The New kconfig-frontends Configuration

NuttX has recently completed the switch a purely manual configuration to the use of the kconfig-frontends tools. These are the same tools used to configure the Linux kernel, uClibc, busybox, buildroot, and numerous other packages.

This Wiki page addresses the conversion of the legacy configurations to use the kconfig-frontends tools. Unfortunately, the legacy configurations are not compatible with the new, kconfig-frontends configurations. In fact, if you use the kconfig-frontends tools with the legacy the resulting configuration will be damaged and probably will not work correctly for you.

All of the boards in the NuttX source tree have been converted to use the new configuration based on the kconfig-frontends tools. If, however, you have a private configuration for your board that uses the older configuration, you will need to convert that configuration to the newer configuration format if you would like the use the newer releases of NuttX.

Differences between the Legacy Configurations and the kconfig-frontends Configurations

The legacy configurations consisted of three files:

  • A defconfig file that contained the configuration of NuttX. This file is a compressed configurations file. It was copied to the top-level NuttX directory as .config during the configuration process, then regenerated using the make olddefconfig command.
  • An appconfig file that contained the configuration of the NuttX applications (usually at ../apps). This file was copied into the top-level application directory as .config.
  • A Make.defs file that contained build instructions for the make system. This file was copied to the top-level NuttX directory, retaining its name Make.defs.

The new, kconfig-frontends configurations differ in the following ways:

  • There is no appconfig file. The configuration of the applications is now included in the defconfig file. This difference is necessary to support a seamless configuration of NuttX and the associated applications.
  • In the automated configuration, there are many new configuration settings that are required but that do nothing in NuttX. These new configuration settings only enable additional menus and are only necessary to provide a good user experience when running the configuration tool. However, these do-nothing settings will not be set in the legacy configuration and that is why the legacy configurations will be corrupted if make menuconfig is used without first converting the legacy configuration to use the kconfig-frontends tools.

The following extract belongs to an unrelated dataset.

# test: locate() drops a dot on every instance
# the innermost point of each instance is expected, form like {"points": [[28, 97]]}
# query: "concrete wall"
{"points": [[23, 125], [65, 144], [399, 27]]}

Converting Legacy Configurations to Use kconfig-mconf

Here are the steps I use to convert a legacy configuration to use the kconfig-frontends tools. The whole process requires around 20 minutes (but could take longer if you unfamiliar with NuttX).

  • First, I build the tools/cmpconfig utility. This is a small program that can be used to compare two configurations. This is done by simply executing:
   cd  nuttx/tools
   make -f cmpconfig

I use this cmpconfig tool to perform repetitive comparisons between the new candidate configuration and existing configuration. Since I will do this multiple times, I usually create two tiny scripts to make life easier: will copy the defconfig file and then do make menuconfig. This little script might look like the following (where xxx and yyy are the board and the configuration that you are converting, aaa is the architecture of the chip, and ccc is the chip name):

  cp boards/aaa/ccc/xxx/configs/yyy/defconfig .config
  make menuconfig

And which will compare the new, candidate configuration with old, legacy configuration. NOTE that the NuttX defconfig files are in a compressed format but the .config file is in an uncompressed format. In this case, we are assuming that your old defconfig file is a manually created file in the uncompressed .config format and so can be compared with tools/cmpconfig:

  tools/cmpconfig boards/aaa/ccc/xxx/configs/yyy/defconfig defconfig

Back to the conversion:

  • Then I look at the old boards/aaa/ccc/xxx/configs/yyy/appconfig file. The format of the old appconfig file was a series of lines like CONFIGURED_APPS += examples/hello. Each of these must be replaced with the corresponding configuration setting in the defconfig file. For the case of CONFIGURED_APPS += examples/hello, the correct setting is CONFIG_EXAMPLES_HELLO=y. Edit the old boards/aaa/ccc/xxx/configs/yyy/defconfig and add this setting manually.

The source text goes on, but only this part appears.